今回の発表では、歩留まりの具体的な数値、実際のメモリデバイスへの統合実証、量産化の時期見通し、特許出願の状況、企業との共同研究や技術移転の有無は示されていない。研究チームが公開したのはあくまで転写プリントと実時間ボンディングの接合プロセスそのものの実証結果であり、それ以降の量産化に向けた工程は今回のスコープに含まれていない。研究成果としての意義と、量産技術としての実用性の間には、まだ埋まっていない溝がある。

その溝を踏まえた上で、研究チームは技術の意義を語る。Kim Seok教授は「既存HBM対比約4倍高い集積密度を実現した分、高性能AI半導体と次世代メモリシステム開発の核心基盤技術として活用されることを期待する」と述べた。Hohyun Keum博士は「マイクロメートル水準の超精密なアライメントと接合の技術は、次世代の半導体やディスプレイの製造分野にも幅広く適用できるだろう」と話している。

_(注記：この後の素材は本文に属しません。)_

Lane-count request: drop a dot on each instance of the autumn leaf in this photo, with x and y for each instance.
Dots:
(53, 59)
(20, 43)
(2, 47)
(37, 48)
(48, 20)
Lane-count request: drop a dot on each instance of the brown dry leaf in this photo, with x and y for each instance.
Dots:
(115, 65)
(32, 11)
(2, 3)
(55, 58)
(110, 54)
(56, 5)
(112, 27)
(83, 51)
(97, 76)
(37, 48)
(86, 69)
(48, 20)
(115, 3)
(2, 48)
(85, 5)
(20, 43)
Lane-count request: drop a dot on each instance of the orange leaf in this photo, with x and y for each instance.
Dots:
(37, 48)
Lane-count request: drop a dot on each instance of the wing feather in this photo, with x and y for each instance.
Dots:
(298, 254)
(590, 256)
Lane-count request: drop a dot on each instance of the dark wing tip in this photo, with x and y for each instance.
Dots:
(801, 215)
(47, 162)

複数の機能チップを1つのパッケージにまとめる「チップレット」パッケージングや、次世代のマイクロLEDディスプレイでも、薄いチップを低温低圧で精密に積み重ねる技術は共通して求められる。2人の発言が示すように、この技術の応用先はHBMに限らない。超薄型ウェハーの研削・ダイシング装置で世界的な存在感を持つディスコ(DISCO Corporation)や、成膜・接合装置を手がける東京エレクトロンなど、日本の半導体製造装置メーカーが手がける分野とも技術的に地続きだと考えられる。

14マイクロメートルという数字は、HBM4が量産で目指す薄さの目標をすでに下回っている。Kim教授とKeum博士が語るように、この接合技術の意義はHBMという1つの用途に閉じない。この技術が基礎研究から量産技術に踏み出すために残る課題は、薄さの追求から、DRAM回路を組み込んだ実デバイスでの動作実証と歩留まりデータによる再現性の証明へ移っている。